The Reserve Bank (SARB) is effectively helping this process towards living within our means on by gradually raising interest rates.
Not only were both the domestic economic data releases and the Fitch downgrade potentially capital flow negative, but late in the weak came a good US Employment Data report. The significance? Given the US Federal Reserve’s focus on labour market tightness, this increases the likelihood of the start of US interest rate hiking later in the month. For South Africa, that may be a further negative for our net capital flows, as the US would become slightly more attractive for a portion of global capital flows.
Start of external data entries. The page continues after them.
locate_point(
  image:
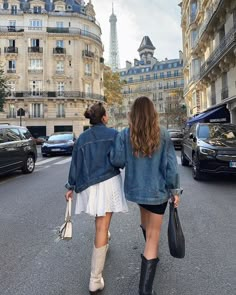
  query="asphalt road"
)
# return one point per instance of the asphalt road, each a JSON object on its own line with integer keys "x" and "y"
{"x": 34, "y": 262}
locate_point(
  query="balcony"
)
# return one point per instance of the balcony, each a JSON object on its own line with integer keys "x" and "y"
{"x": 59, "y": 50}
{"x": 11, "y": 71}
{"x": 57, "y": 30}
{"x": 226, "y": 46}
{"x": 35, "y": 49}
{"x": 64, "y": 94}
{"x": 87, "y": 53}
{"x": 35, "y": 71}
{"x": 11, "y": 49}
{"x": 224, "y": 93}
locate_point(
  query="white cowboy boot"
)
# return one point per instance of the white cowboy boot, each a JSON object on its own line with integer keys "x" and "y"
{"x": 96, "y": 282}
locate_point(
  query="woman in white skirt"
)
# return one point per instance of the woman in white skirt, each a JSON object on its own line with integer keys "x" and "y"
{"x": 98, "y": 185}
But last week’s news was not all bad for the South African economy and its Household Sector. Perhaps less noticed last week was the OPEC (Organisation of Petroleum Exporting Countries) meeting that took place over the weekend. There had been fears of a possible decision to reign in production levels and drive oil prices higher, but a tighter production target for member nations did not materialize.
This is likely to keep the global oil prices depressed, containing what at times can be a major source of inflation for South Africa.
So, while South Africa’s exporters battle in the currently depressed commodity price environment, weak global energy prices do have some benefit in terms of containing the country’s imported inflation.
But that is not to say that CPI inflation won’t rise somewhat. The domestic drought situation continues to make headlines, pointing towards some upward pressure on another key driver of inflation, namely food prices. And indeed, a rise in the Producer Price Inflation Rate for Agriculture from 5.8% year-on-year in September to 7.2% in October suggests a little more upward pressure on the CPI from this source.
In short, the economic news last week changed very little for South Africa. On the one hand, economic growth, which was slightly above 1% year-on-year as at the 3rd quarter, looks set to remain weak as we head into 2016. And food price inflation can drive CPI inflation a little higher in the coming months, especially the inflation rate for lower income groups with their high spending weight on food.
But the likelihood of ongoing subdued global oil prices suggests that CPI inflation’s acceleration can remain modest, allowing the SARB to continue to lift interest rates at the current “snails’ pace”.
For the highly interest rate sensitive residential property market, that’s the good news. While it can’t escape economic and household income growth weakness, if the SARB’s pace of interest rate hiking can remain at this currently very slow pace, the “soft landing” scenario for the residential market remains the likely one for the time being.